Володя рассказывал живо, весело, но что-то искусственное сквозило за этим беспечным тоном. И потом мне ужасно не нравилось, что он ни разу не посмотрел на меня. Думал ли он, что я недовольна, что он явился так неожиданно, без предупреждения? Не знаю. В том, что он не смотрел на меня, была неловкость, которую невозможно было не заметить. Но чем заметнее становилась эта неловкость, тем я сама становилась все холоднее. Я сердилась на него – разумеется, не за то, что он пришел, а за то, что не в силах был справиться с собой. Коли так – нечего было и приходить! Но то, что я сердилась на него, не только не мешало, а даже помогало моему спокойствию, так что в конце концов я стала уже не просто холодная, а какая-то ледяная.
– Я ведь к вам еще третьего дня собирался, – все с той же нервной торопливостью говорил Володя. – Да какой-то полковник придрался на улице и отправил в комендатуру.
– За что? – спросил Рамазанов.
– За небритость. – Володя махнул рукой и засмеялся. – Вообще-то не беда, даже забавно, да один лейтенантик всю ночь по телефону звонил: «Загораю». Так мягко, с украинским выговором: «Захораю». Я, между прочим, прежде никогда не слышал этого выражения.
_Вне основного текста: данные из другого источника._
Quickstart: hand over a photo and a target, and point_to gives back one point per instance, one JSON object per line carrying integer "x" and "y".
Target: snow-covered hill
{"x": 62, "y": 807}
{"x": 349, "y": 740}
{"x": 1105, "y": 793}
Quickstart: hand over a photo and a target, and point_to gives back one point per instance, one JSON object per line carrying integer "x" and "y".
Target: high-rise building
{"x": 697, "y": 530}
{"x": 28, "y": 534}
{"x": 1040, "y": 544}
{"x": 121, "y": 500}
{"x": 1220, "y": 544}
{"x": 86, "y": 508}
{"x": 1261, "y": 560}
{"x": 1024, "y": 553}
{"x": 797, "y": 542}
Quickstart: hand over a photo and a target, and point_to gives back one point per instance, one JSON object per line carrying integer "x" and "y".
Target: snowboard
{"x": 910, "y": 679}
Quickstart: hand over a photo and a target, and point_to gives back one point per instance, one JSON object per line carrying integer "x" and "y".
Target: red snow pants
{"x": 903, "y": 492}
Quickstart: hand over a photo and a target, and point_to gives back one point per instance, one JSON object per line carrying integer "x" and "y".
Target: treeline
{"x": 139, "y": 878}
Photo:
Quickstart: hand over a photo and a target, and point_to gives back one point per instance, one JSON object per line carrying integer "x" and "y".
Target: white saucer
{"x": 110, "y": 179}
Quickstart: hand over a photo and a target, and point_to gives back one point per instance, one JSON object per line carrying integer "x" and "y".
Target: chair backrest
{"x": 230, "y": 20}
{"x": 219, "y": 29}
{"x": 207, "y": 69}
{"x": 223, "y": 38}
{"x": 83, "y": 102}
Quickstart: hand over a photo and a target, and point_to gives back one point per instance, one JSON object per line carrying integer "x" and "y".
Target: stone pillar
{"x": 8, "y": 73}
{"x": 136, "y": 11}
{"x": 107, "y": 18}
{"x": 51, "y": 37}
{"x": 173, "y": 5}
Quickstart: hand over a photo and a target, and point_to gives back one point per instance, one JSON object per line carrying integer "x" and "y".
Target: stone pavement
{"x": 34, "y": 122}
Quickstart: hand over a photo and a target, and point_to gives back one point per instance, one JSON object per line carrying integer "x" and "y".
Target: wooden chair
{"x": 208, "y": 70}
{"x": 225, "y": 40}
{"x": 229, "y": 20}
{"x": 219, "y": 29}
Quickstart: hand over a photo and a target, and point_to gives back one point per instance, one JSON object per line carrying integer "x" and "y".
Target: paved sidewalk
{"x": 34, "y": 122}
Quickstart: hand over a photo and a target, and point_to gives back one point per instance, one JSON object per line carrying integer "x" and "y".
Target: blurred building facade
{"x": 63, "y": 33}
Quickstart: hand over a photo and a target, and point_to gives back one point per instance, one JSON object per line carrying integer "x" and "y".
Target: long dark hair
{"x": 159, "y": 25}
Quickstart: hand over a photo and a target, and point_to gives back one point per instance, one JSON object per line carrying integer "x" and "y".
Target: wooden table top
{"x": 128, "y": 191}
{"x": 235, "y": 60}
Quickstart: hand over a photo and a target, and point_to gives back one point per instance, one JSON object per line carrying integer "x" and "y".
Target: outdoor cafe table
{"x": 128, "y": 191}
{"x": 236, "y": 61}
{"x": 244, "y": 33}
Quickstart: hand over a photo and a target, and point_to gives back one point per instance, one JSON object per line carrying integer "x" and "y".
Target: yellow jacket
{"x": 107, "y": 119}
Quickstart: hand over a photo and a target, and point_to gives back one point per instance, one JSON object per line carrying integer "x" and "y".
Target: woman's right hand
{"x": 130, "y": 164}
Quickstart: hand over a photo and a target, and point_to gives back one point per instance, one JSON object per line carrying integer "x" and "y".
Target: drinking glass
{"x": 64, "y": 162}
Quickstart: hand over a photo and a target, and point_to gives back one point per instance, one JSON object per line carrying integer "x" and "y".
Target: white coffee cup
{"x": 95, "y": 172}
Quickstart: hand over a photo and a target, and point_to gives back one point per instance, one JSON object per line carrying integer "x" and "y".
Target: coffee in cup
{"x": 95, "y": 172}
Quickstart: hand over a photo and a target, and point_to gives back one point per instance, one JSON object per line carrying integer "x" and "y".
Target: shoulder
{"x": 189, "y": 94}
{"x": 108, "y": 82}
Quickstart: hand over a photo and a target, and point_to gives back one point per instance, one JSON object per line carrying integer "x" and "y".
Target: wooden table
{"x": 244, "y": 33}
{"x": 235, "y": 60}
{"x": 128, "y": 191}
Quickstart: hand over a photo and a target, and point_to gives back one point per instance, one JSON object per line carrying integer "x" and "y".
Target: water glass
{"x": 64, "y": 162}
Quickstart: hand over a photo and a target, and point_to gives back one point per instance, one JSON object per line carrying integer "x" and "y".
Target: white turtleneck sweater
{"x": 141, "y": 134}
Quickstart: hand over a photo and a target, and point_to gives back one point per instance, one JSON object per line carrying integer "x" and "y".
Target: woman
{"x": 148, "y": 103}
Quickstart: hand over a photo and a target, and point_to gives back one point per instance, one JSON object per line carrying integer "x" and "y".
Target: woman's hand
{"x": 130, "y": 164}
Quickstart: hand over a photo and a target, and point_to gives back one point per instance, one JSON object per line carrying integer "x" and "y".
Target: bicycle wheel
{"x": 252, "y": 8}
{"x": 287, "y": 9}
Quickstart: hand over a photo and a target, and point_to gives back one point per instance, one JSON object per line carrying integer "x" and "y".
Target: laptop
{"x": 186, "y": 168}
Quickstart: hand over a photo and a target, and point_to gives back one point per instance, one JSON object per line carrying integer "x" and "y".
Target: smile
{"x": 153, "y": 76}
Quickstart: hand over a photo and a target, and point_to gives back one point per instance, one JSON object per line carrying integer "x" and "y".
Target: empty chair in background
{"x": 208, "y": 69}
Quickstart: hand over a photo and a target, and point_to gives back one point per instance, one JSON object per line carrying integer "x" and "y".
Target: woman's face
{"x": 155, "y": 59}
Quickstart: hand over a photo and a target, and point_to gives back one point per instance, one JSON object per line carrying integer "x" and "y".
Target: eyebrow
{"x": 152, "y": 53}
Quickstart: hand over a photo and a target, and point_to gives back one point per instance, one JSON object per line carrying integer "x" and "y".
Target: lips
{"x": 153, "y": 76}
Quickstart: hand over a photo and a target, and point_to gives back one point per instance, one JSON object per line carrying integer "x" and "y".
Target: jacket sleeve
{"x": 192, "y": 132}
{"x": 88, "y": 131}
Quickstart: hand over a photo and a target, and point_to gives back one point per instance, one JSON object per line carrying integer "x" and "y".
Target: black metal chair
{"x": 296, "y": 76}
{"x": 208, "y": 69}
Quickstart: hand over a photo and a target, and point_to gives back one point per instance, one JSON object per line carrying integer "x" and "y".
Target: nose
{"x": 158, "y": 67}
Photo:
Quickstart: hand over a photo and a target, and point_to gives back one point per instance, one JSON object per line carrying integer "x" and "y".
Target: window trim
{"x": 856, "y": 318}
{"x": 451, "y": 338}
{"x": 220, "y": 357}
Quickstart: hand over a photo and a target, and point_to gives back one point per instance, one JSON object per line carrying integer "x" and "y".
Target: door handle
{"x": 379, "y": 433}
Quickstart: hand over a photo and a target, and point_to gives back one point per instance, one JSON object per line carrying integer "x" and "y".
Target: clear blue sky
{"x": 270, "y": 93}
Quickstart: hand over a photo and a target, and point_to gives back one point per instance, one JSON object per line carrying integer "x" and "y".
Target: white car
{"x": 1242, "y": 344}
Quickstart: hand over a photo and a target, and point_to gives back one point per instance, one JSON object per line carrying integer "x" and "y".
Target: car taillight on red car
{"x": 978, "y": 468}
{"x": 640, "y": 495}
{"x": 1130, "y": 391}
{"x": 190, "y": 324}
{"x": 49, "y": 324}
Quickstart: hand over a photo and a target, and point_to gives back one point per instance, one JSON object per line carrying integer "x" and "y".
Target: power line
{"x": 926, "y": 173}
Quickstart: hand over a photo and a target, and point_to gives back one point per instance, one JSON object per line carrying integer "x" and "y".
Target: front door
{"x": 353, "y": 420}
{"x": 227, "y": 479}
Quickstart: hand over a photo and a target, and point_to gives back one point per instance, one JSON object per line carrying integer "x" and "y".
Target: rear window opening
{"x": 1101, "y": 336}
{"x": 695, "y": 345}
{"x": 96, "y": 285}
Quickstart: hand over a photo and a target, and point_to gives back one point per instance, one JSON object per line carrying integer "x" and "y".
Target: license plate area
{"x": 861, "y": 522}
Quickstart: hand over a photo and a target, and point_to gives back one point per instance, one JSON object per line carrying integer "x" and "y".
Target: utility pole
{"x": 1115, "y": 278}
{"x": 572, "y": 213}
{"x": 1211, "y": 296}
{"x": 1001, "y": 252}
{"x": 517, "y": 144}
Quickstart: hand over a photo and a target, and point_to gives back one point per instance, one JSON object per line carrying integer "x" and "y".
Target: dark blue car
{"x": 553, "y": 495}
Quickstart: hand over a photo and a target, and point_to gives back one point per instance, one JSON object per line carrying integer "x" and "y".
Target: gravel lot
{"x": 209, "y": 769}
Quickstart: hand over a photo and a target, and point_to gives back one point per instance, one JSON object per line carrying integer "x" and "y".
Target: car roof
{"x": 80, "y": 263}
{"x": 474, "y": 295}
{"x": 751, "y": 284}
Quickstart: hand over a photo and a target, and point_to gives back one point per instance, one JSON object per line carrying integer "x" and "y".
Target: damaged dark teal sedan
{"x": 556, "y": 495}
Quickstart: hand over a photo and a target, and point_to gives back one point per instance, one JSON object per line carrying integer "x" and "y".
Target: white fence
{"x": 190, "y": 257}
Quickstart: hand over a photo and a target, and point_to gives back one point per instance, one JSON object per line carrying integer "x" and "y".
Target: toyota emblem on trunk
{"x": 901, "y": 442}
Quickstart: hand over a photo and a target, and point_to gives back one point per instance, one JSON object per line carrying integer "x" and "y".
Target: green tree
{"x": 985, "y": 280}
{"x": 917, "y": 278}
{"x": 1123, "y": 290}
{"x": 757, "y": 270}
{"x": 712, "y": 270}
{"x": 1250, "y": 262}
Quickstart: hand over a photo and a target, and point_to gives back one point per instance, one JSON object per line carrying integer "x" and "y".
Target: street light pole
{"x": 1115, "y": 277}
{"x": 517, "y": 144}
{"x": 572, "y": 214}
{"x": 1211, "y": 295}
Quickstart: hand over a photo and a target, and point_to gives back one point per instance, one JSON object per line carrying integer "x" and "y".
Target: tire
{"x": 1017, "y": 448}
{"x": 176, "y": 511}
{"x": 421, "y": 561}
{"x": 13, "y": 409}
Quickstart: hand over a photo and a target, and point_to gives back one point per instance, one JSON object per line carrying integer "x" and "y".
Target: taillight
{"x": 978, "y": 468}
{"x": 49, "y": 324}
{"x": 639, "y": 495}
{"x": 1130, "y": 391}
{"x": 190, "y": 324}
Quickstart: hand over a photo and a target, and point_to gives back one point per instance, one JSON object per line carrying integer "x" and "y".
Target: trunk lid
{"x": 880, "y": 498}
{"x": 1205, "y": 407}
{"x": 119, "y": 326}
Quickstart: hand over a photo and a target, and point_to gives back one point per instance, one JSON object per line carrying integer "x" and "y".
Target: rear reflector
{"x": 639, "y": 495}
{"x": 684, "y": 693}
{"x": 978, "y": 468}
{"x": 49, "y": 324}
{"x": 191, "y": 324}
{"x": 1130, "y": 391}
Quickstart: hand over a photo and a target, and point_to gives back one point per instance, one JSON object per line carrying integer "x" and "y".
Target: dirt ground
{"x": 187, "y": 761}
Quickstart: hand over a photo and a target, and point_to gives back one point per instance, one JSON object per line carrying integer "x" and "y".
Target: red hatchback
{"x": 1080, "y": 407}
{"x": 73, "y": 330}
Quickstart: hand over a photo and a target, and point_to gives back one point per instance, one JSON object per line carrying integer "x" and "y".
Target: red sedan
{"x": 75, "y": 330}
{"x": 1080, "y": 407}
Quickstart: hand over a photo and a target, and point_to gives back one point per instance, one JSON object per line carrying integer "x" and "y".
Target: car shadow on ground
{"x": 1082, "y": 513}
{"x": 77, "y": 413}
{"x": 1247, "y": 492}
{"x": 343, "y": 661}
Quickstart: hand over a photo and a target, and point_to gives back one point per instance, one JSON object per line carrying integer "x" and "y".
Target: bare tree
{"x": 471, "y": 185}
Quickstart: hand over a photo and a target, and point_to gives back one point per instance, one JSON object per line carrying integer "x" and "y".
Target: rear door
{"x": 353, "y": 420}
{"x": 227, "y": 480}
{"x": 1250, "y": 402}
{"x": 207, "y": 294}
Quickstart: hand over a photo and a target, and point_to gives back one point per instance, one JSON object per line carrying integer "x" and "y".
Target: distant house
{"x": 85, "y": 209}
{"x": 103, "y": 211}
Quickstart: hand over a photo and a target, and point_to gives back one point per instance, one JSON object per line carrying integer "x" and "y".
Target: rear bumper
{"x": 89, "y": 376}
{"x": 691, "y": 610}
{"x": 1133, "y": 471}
– А что это значит? – снова спросил Рамазанов, у которого было строгое лицо и которому, по-видимому, не нравился Володя.
– Вот и значит попасть на губу. Словом, утром выстроил нас помощник коменданта и сказал речь, из которой следовало, что бриться надо. Посмотрел я на своих товарищей по заключению, да так и покатился со смеху. Люди все больше пожилые, лица помятые, сконфуженные – невеселая при бледном свете утра картина!
Я собрала посуду, вышла на кухню, оставалась там долго, минут пятнадцать, вернулась – Володя все еще говорил. Так бывает в кино, когда изображение уходит вверх или вниз, поперек экрана появляется темная полоса, и нетерпеливые мальчишки кричат: «Сапожники, рамку!» Вот так же не попадало «в рамку» все, о чем говорил Володя. Он был слишком откровенен с Рамазановым и Катей, которых видел впервые. Он не встречался с Андреем давным-давно, с юношеских лет, но, казалось, совершенно забыл об этом. Это было особенно странно. И Андрей не напоминал, только какое-то задумчивое сожаление раза два прошло по его лицу.
– Да ведь ты же недавно из Сталинграда. Ну, что там теперь? Я читал, что машинист Лукин на свои деньги купил тысячу тонн угля и сам же доставил его откуда-то из Сибири. Вот, должно быть, встретили его сталинградцы! Комсомольцы съехались со всего Союза, целая армия, да? Я, между прочим, думал: заботится ли правительство, чтобы все это сохранилось?.. То есть в памяти сохранилось как история, что ли. Не только восстановление – этим-то, наверно, занимаются разные там кинохроники. Нет, я бы нарочно оставил какой-нибудь район нетронутым – вот хоть это место, где дивизия Людникова дралась на «Баррикадах». Или переправу, но только в точности, как все было. Да нет, мы этого не понимаем! У нас, может, один разбитый домишко оставят на память, да и то едва ли! Снесут и построят новый!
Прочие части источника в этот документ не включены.